Minoxidil was introduced in the early 1970s for the treatment of hypertension. Among the side effects found on patients undergoing this treatment, experts noted a phenomenon of hypertrichosis (widespread increase in hairiness). It was for this reason that dermatologists later identified minoxidil as a possible treatment for hair loss.
In healthy subjects, the systemic use of minoxidil was not considered due to the side effects caused (above all, hypotension). For this reason it was decided to use minoxidil in topical formulations. Since then, its use in the prevention and treatment of baldness has gradually established itself. Since 1990, minoxidil has been approved by the Italian Ministry of Health.
How Minoxidil Works
As mentioned, the studies carried out so far have not been able to define with certainty the way in which minoxidil acts on hair growth. The most accepted hypothesis, however, is that this drug tends to prolong the anagen phase of the hair (click here to find out more).

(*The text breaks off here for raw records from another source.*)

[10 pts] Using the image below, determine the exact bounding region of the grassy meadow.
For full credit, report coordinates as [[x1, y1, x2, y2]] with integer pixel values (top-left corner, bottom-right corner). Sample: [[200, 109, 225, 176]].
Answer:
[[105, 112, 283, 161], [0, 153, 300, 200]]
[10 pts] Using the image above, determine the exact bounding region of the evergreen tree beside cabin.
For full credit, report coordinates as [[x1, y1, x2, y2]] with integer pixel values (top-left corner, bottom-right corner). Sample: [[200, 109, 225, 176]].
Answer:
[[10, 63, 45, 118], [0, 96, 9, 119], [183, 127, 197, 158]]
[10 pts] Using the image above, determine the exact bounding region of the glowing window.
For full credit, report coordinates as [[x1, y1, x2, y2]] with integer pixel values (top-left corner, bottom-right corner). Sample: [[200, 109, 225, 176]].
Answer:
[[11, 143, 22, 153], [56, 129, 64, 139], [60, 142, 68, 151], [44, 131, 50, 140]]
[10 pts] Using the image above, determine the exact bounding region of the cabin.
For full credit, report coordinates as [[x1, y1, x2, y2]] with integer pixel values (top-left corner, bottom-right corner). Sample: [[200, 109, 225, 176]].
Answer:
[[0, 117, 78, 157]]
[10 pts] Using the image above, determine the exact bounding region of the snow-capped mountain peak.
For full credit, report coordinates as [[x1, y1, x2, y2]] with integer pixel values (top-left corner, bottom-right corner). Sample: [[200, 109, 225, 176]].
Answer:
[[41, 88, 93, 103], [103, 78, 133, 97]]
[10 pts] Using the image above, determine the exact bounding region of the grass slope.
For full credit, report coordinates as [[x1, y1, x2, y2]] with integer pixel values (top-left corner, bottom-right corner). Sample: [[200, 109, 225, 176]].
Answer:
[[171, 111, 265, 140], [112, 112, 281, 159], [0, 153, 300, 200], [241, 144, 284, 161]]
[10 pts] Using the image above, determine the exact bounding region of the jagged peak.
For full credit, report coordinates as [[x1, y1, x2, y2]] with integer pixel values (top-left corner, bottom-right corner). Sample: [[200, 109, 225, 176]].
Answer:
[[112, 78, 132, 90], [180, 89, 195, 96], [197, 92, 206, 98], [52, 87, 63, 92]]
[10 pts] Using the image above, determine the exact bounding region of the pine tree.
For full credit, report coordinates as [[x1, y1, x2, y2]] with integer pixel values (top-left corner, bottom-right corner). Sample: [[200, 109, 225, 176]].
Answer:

The thickening and strengthening action carried out by Rogaine women foam begins to be visible after about 90-120 days from the beginning of the treatment. In fact, this is the time span that the drug takes to act on the hair. In the initial phase of the treatment there is a more pronounced fall, defined as induced fall, which however represents a physiological phenomenon. This phase is followed by noticeable hair growth.
How minoxidil is used
Thanks to the formulation Rogaine minoxidil for women in lotions and foams, the application of products based on minoxidil is very simple. The most important thing is to distribute the product evenly over the entire area affected by baldness. Amount of product and frequency of application must be established by the specialist or following the instructions on the package leaflet of the drug used.
Effectiveness and results
As already mentioned, the first visible results from the use of minoxidil are noticeable after 90-120 days. Some studies have shown that the effects are more evident in the vertex of the head, rather than in the frontal region. In subjects who respond positively to the treatment, there is an increase in the diameter and length of the hair.
After the first 3-4 months, always following the instructions of an expert (dermatologist or trichologist), it is possible to pass from a shock therapy to a maintenance one. In this step it is possible to reduce the dosage and frequency of application. The key is not to stop treatment abruptly. The beneficial effects of minoxidil on hair are in fact not definitive but temporary and linked to the use of the product. An abrupt stop in the use of the drug quickly returns the patient to the initial condition.
But is minoxidil therefore effective on all subjects? Unfortunately, the treatment does not always produce the desired effects. First of all, it must be said that success is linked to consistency and precision in the applications. The effectiveness is then reduced in people of more advanced age and in those in which the condition of alopecia is already at an advanced stage.